Il définit donc lui-même quelles sont les familles qui en ont le plus besoin et s’autorise parfois quelques passe-droits. Une partialité qui n’est pas du goût de tout le monde. Un quinquagénaire visiblement contrarié de ne pas avoir eu ce qu’il souhaitait, fusille du regard le coordinateur en le réprimandant dans une langue étrangère. Un jeune adolescent qui passe par là vient traduire la discussion. Claude est catégorique : « Je lui avais dit de venir à 9h pile. A 9h je suis venu, je l’ai attendu, il n’est pas venu. Il ne veut pas non plus que je lui serve tout dans les mains ? ».

Propos recueillis par Léo Schaller et traduits par Romain Ethuin

Une zone de non-droit

Si la situation est d’ores et déjà dramatique, on se rapproche parfois plus de la jungle que de la civilisation. Afin d’éviter les tensions ethniques et religieuses, le camp est organisé de façon à ce que chaque « quartier » soit dédié à une ethnie. On retrouve donc le quartier des albanais célibataires, celui des serbes, des africains, etc. Même si Claude nous affirme que l’expulsion de certains éléments violents a apaisé les tensions, elles n’ont pas disparu.

Le coordinateur se remémore une agression très violente en pleine nuit. Il avait alors appelé la police qui n’a même pas daigné se rendre sur place. L’Etat ayant chargé la coordination du camp à Adoma, société spécialisée dans l’hébergement solidaire, cette dernière sous-traite la sécurité à la société Actor-Sécurité. Ce sont donc les salariés sur place qui sont censés assurer le rôle de la police à l’intérieur du camp. Une tâche ridiculement impossible à effectuer face à l’ampleur du phénomène. Entre vols et agressions liés à la très grande promiscuité du camp… Ironiquement, le bidonville de Blida ressemble à un no man’s land des droits de l’Homme en plein cœur du pays qui en est la tête pensante.

L’école, premier facteur d’intégration

Malgré les conditions de vie misérables et le contexte social hors-norme, la rentrée des classes a bien eu lieu.
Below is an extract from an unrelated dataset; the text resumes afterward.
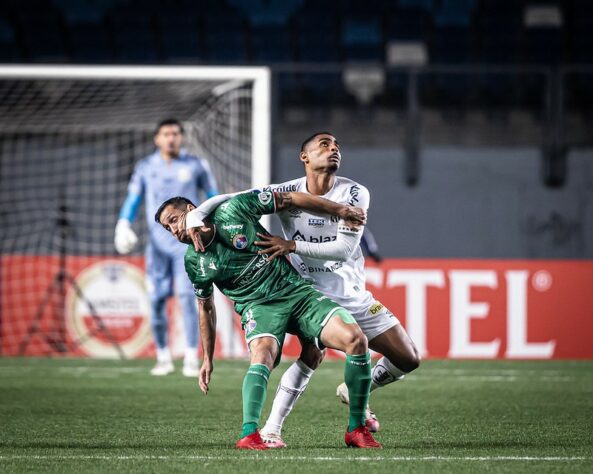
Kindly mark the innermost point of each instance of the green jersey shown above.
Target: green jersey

En vertu de l’article 2 du protocole n°1 de la convention européenne des droits de l’Homme, ratifiée par la France, les enfants du camp sont scolarisés dans les environs durant leur séjour.  Les bénévoles sur place et la section messine de la Ligue des Droits de l’Homme assurent un suivi auprès des familles. On leur fournit le nécessaire pour la bonne poursuite de leur scolarité. Une émancipation potentiellement libératrice pour des enfants qui ont depuis longtemps perdu le luxe d’en être un. La scolarisation permet aussi de briser la barrière de la langue pour de nombreuses familles qui ne parlent toujours pas un mot de français. Un jeune albanais de 16 ans ayant fui les menaces qui pesaient chez lui déplore la vie au camp :

« C’est sale, les salles de bain sont sales… Il pleut tout le temps, c’est vraiment horrible ».

Inscrit dans un établissement messin le 27 septembre, il y apprend le français dont il n’a aucune notion. Car aujourd’hui, il regrette amèrement un défaut de communication avec les locaux : « Je n’ai jamais rencontré quelqu’un avec qui parler ici… Je ne connais pas la France ». Au vu de la pérennisation du problème, il semblerait que la France, elle, ne souhaite pas plus le connaître.